Tomorrow is Easter Sunday. When I was young we always got new Easter clothes. Even if we couldn’t afford clothes all year we dressed up fancy on Easter. Patent leather shoes shined from under, dare I say, crinoline skirted dresses and little white purses hung from our wrists. My brothers sported black pants, little precious suit coats and bow ties. We were too cute. This year I have the perfect pastel beads that my African lady friends strung for me, but I have nothing to go with. It’s cold and I’m not prepared for spring attire. I want to stay cozy, delve deep under the quilted covers and remain firmly planted in my fuzzy, flannel pj bottoms.
I think it’s the same feeling I get when God reveals a new prophetic word over my life.
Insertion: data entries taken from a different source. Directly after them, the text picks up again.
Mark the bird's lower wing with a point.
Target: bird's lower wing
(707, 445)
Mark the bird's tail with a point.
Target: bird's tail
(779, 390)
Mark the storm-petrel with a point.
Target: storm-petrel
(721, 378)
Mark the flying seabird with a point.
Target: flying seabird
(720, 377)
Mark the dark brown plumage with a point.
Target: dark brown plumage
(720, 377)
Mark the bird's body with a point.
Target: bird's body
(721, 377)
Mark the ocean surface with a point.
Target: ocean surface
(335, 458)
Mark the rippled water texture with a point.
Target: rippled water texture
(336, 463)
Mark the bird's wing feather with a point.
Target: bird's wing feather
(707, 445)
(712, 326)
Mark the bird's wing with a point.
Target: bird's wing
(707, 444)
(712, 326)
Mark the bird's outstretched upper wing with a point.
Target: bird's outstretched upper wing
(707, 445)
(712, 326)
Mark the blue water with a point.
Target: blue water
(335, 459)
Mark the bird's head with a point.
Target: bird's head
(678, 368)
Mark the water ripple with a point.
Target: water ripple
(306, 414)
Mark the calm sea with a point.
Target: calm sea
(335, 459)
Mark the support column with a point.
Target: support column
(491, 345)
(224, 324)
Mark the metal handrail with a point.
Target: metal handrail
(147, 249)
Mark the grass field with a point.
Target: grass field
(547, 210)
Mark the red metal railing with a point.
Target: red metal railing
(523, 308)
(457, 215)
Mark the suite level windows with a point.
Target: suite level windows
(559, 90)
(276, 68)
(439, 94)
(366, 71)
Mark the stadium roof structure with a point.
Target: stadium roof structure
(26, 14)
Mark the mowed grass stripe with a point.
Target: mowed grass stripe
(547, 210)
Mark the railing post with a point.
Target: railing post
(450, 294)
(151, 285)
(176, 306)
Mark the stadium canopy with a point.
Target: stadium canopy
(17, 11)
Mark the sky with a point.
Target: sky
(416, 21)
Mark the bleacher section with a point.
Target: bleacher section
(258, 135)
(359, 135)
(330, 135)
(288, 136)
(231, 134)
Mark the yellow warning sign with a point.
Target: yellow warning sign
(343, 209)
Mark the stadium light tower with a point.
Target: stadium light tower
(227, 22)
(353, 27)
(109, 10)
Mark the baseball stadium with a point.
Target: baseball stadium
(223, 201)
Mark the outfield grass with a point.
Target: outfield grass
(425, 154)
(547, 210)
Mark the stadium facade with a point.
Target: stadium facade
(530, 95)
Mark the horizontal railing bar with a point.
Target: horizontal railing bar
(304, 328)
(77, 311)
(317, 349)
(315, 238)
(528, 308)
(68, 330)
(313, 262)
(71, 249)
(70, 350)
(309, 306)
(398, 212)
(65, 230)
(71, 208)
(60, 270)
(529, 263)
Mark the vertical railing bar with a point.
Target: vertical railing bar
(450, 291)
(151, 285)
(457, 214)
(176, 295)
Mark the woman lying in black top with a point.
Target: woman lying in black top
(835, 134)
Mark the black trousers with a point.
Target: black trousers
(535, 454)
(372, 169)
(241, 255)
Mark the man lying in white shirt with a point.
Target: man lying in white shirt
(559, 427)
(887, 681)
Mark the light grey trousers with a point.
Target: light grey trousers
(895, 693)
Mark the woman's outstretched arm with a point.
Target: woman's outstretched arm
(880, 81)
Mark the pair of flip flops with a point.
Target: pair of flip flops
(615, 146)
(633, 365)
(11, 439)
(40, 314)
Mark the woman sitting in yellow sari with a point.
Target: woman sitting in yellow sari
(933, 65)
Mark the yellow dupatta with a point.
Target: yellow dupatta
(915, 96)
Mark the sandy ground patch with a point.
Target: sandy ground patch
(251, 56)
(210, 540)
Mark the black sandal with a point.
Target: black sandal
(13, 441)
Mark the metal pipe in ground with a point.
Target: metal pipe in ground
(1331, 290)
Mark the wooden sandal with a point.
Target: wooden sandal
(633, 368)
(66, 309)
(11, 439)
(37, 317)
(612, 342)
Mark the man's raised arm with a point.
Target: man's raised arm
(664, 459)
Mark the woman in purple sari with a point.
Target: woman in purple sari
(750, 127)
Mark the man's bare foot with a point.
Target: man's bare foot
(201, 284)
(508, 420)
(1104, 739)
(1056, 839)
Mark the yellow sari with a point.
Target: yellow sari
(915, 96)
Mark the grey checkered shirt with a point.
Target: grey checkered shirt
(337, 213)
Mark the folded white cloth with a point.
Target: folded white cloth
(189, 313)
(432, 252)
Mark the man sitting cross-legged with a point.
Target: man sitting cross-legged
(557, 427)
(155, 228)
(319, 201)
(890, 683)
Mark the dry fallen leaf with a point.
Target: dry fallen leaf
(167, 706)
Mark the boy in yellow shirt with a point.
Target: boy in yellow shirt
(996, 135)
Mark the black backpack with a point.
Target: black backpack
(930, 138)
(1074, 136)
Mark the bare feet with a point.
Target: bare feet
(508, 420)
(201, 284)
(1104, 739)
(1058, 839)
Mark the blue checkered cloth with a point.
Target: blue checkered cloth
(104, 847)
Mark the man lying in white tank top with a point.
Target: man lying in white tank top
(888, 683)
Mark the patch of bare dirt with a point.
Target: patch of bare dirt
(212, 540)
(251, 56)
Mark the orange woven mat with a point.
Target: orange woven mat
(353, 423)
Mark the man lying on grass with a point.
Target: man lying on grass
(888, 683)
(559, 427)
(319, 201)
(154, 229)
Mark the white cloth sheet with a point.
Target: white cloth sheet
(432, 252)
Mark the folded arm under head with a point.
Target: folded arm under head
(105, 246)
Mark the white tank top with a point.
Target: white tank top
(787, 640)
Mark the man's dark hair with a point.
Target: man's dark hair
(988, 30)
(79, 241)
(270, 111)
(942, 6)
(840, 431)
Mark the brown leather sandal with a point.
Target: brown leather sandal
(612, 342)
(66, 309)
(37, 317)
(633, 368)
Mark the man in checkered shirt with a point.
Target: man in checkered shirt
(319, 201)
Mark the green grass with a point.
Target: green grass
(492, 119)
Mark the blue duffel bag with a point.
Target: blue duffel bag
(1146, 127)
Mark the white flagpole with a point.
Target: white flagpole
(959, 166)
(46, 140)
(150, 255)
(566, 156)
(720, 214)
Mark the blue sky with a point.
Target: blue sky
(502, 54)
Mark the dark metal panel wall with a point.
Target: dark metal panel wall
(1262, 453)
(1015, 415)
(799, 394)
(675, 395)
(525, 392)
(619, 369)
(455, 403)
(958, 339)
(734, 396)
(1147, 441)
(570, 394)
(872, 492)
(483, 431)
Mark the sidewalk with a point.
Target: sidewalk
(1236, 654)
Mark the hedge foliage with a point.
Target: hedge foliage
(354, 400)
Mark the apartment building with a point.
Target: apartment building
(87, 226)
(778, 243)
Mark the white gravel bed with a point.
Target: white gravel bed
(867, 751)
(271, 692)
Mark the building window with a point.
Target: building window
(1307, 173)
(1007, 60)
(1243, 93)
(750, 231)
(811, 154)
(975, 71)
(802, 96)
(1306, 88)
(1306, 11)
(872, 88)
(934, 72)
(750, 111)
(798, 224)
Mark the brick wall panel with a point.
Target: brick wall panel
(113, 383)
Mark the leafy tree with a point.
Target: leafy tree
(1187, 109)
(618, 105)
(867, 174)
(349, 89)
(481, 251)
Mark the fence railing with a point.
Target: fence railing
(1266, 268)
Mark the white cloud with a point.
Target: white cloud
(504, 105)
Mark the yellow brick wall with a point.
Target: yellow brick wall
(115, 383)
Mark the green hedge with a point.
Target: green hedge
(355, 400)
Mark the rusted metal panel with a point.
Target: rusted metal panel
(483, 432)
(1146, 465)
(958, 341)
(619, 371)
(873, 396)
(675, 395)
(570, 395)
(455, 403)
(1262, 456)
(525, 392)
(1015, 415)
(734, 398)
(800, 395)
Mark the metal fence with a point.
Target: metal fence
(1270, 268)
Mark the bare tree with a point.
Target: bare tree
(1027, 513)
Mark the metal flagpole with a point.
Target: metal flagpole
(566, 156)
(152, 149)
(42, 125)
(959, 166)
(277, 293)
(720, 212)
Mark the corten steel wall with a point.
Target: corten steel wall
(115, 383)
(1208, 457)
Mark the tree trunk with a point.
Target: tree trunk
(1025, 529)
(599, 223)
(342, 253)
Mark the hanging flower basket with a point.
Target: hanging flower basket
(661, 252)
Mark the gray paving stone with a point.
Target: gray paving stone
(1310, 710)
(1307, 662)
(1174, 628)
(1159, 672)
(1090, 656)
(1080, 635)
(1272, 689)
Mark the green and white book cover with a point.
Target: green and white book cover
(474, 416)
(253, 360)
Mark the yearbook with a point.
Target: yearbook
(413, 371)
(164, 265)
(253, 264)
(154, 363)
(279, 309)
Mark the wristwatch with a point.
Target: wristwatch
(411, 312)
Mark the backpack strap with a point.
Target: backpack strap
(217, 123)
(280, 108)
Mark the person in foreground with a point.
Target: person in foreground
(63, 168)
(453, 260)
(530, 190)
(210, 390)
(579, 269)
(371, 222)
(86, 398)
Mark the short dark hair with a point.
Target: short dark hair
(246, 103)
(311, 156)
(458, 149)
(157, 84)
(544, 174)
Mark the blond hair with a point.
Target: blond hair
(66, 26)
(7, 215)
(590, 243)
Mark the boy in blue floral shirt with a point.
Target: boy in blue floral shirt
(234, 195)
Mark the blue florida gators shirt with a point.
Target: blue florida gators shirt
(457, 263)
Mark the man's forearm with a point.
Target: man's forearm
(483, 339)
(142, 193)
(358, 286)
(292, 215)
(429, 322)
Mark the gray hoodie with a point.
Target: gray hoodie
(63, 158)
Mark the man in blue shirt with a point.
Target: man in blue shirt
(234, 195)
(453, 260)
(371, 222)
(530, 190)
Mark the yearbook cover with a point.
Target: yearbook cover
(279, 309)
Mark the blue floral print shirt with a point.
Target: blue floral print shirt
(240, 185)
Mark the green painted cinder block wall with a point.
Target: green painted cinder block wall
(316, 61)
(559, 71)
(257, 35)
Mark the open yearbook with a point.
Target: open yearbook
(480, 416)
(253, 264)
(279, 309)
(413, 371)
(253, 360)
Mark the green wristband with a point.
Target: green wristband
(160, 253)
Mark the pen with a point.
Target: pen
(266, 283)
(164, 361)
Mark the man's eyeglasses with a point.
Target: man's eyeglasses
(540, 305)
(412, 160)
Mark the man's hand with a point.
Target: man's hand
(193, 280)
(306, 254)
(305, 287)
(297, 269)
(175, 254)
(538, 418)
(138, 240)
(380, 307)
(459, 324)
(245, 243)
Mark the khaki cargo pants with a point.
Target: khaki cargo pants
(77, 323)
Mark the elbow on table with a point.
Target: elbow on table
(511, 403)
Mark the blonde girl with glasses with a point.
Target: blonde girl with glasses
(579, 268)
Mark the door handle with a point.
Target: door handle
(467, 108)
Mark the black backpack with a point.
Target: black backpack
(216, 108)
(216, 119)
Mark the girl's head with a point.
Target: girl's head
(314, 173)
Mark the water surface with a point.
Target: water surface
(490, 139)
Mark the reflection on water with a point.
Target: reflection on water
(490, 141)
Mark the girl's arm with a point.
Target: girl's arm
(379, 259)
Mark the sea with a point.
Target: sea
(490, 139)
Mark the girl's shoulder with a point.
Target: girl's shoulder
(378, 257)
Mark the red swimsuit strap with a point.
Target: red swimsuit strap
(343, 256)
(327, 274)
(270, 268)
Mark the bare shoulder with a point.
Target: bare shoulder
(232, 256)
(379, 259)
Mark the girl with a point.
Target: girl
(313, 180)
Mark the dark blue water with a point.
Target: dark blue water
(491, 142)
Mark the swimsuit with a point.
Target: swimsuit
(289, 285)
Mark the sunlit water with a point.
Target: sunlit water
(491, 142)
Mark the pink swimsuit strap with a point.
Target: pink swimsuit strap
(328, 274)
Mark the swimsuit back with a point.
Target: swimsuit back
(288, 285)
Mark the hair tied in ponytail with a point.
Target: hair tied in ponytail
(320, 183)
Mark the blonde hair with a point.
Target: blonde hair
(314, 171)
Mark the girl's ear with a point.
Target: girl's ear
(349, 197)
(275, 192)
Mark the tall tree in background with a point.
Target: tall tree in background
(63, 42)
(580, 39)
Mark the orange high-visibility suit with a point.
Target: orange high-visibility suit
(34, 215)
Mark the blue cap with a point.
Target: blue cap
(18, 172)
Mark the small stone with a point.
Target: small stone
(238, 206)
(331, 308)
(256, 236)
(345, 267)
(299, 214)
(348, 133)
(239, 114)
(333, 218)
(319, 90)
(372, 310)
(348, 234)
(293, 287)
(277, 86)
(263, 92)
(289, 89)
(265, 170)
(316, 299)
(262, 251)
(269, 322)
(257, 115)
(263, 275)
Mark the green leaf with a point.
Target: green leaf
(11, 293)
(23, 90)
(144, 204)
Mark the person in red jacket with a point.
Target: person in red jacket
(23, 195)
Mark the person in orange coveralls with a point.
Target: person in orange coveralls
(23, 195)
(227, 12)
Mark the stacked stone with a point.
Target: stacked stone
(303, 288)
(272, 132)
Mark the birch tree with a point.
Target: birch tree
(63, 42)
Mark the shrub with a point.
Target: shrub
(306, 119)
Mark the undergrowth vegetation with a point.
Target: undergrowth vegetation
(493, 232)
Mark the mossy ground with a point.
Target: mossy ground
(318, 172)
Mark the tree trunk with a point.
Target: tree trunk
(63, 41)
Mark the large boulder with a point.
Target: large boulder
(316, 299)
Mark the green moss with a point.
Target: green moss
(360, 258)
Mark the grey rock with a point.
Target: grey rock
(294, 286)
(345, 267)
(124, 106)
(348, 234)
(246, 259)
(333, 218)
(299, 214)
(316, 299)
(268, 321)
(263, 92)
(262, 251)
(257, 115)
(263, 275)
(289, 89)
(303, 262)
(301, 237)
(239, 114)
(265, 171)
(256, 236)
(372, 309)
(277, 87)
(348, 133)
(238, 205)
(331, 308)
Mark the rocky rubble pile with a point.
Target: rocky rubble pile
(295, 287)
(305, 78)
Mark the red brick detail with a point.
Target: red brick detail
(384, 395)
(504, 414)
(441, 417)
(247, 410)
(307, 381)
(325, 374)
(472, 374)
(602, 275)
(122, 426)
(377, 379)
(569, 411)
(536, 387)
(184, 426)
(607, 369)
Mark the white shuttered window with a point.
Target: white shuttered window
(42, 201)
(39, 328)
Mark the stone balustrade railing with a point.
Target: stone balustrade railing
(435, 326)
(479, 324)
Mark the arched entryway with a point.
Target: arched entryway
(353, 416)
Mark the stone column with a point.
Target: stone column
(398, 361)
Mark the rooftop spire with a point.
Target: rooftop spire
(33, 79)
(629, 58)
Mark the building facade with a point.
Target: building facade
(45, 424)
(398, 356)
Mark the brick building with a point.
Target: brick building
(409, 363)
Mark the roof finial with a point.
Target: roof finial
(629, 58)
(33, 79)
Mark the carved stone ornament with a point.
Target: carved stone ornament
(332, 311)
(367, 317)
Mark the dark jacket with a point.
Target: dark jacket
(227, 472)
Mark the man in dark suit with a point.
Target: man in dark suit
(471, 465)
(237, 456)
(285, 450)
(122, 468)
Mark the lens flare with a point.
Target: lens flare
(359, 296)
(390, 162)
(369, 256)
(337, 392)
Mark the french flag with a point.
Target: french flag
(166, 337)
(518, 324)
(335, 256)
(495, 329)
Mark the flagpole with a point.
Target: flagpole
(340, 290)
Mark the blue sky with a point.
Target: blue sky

The excitement is there, it wells up inside me but it seems too far away from the moment I’m living in to grasp it. I’m not sure how to wear it, balancing the climate of now. It’s hard to embrace what I don’t comprehend and I would feel safer to stay where I’m at.
Tomorrow is Easter Sunday. Sometimes the season changes before the weather catches up with it and it’s time to put away the heavy coats, boots and leggings that bind us. It’s time to say goodbye to dead leaves strewn around the yard and notice the little grass growths underneath. It’s time to look past the wind and the rain and perceive the new life it brings to the rose bushes and daffodils. It’s an opportunity to reach out for what we can trust will be there. Spring comes every year; God’s word never returns void. There’s a brilliance in the sun today belying the chill of the air and I’m ready for winter to be over.
Tomorrow is Easter Sunday. I think I’ll take the Word, my Call, from the One who rose out of His grave for me, and run. Arms outstretched. At the ready. Not looking back but racing straight ahead. Without fear and with anticipation that more will come to the knowledge of His Saving Grace because of it. Spring has sprung in my heart and with it the birth of promise!